Tuesday, December 11, 2018

A Season of Giving


                Christmas is known as a season of giving among Christians and others although Christ Himself exhorted His followers to make “giving” a daily way of life.  Much of what now fills my little duplex came from my husband—store bought or handcrafted.  These represent to me that real, meaningful gift-giving is an art.  It is not about black Fridays, green Mondays or purple Thursdays although shoppers can purchase good gifts on sale at times.  My husband was not a shopper and cared nothing about finding “good deals.”  But he did excel in gift-giving that comes from the heart.

                The occasions are rare when he experienced mission failure.  But when he risked getting out of his areas of expertise, he was in trouble.  For example, it would be foolish for me to have purchased a baseball bat for our son and then our grandson.  And so early in our married life when my husband went to a clothing store to find a gift for me, he should have known he was on shaky ground.  He knew nothing about choosing stylish or flattering clothing other than lingerie and ruffled umbrellas.

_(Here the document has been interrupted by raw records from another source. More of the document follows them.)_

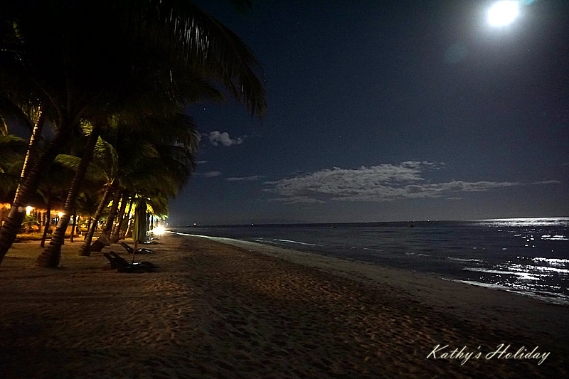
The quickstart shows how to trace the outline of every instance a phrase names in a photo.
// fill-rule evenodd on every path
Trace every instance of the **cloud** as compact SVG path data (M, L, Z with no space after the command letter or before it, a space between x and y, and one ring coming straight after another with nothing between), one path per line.
M534 181L532 184L559 184L561 183L559 181Z
M277 198L269 199L269 202L284 203L286 204L307 204L314 203L326 203L321 200L309 198L308 196L292 196L290 198Z
M261 178L264 178L264 176L255 175L253 176L238 176L232 178L225 178L225 180L228 181L258 181Z
M220 144L225 146L232 146L232 145L238 145L243 143L243 139L238 137L236 139L232 139L229 137L229 133L227 132L223 132L223 133L216 130L212 132L209 134L203 134L204 136L207 137L209 139L209 142L213 146L219 146Z
M209 171L203 174L206 178L215 178L221 175L221 171Z
M439 198L456 192L477 192L519 185L513 182L453 180L430 183L425 171L437 170L442 163L406 161L349 169L334 167L312 174L267 181L266 192L280 197L272 201L319 203L323 197L338 201L391 201L400 198Z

He could have sought assistance from more knowledgeable people, but he did just the opposite.  He took a childhood friend equally style-challenged and a student he befriended, funny, developmentally disabled and scary looking if you didn’t know him.  Think Boo Radley on steroids.  Once we took him to a Cardinal baseball game and by its end, cleared out a whole section of fans up high in Busch Stadium with Ron’s loud talking and bag popping.

                Moving on, now think of the ugliest polyester pants suit of the 70s era and try to envision one even worse.  Thank God the three amigos’ selection did not fit and “sadly” had to be returned.  The pants were innocent enough in solid black.  It was the top that stole the show.  It blended the black color with a boring tan; this tan covered the bodice area to a fitted waist.  From there it flared out into sections shaped like little flags alternating black and tan from the waist to the top of the legs.  I would lack only a tall hat and baton to lead a marching band with ugly school colors.  I tried to be gracious but Jim never bought me another piece of clothing again.

                Perhaps on our first Christmas as Mr. and Mrs., we each bought gifts that are telling as I look back on them now.  Unaware we had the same idea, we purchased nativity scenes, maybe even then recognizing something genuine and important about the Christian faith we practiced in different ways.  Our marriage ceremony itself demonstrated our experiences with both Catholic and Protestant ministers and traditions.  Now, as I write this, I see the one nativity set, the standard manger with colored characters and animals surrounding baby Jesus.  One year, young Henry set a wise man free as he crawled under the tree to get a closer look, a man I had to individually place on his spot of dried glue again this year.  Under every tree this set has taken its place each Christmas.

                The other set was very different in appearance, occupying various locations in several homes over the years.  Each figure and animal is separate, made to look like carved wood, no color just various grains.  This year it is on top of the piano with a new and wonderful addition.  I recently purchased a metal star outline raised up about ten inches on a little pole all covered in tiny lights and mounted on a wooden block.  With the simple touch of a switch, it all lights up.  I had not realized it would be perfect behind Mary, Jesus and Joseph when I bought it.

                One definition of the word give is “to present voluntarily and without expecting compensation; bestow.”  From the ugly pantsuit and nativity scenes through many years together, I think my husband and I both sought to be giving people and bestow gifts of meaning and value.  Of course, it is the love in the gift and behind its selection that makes such offerings a real art.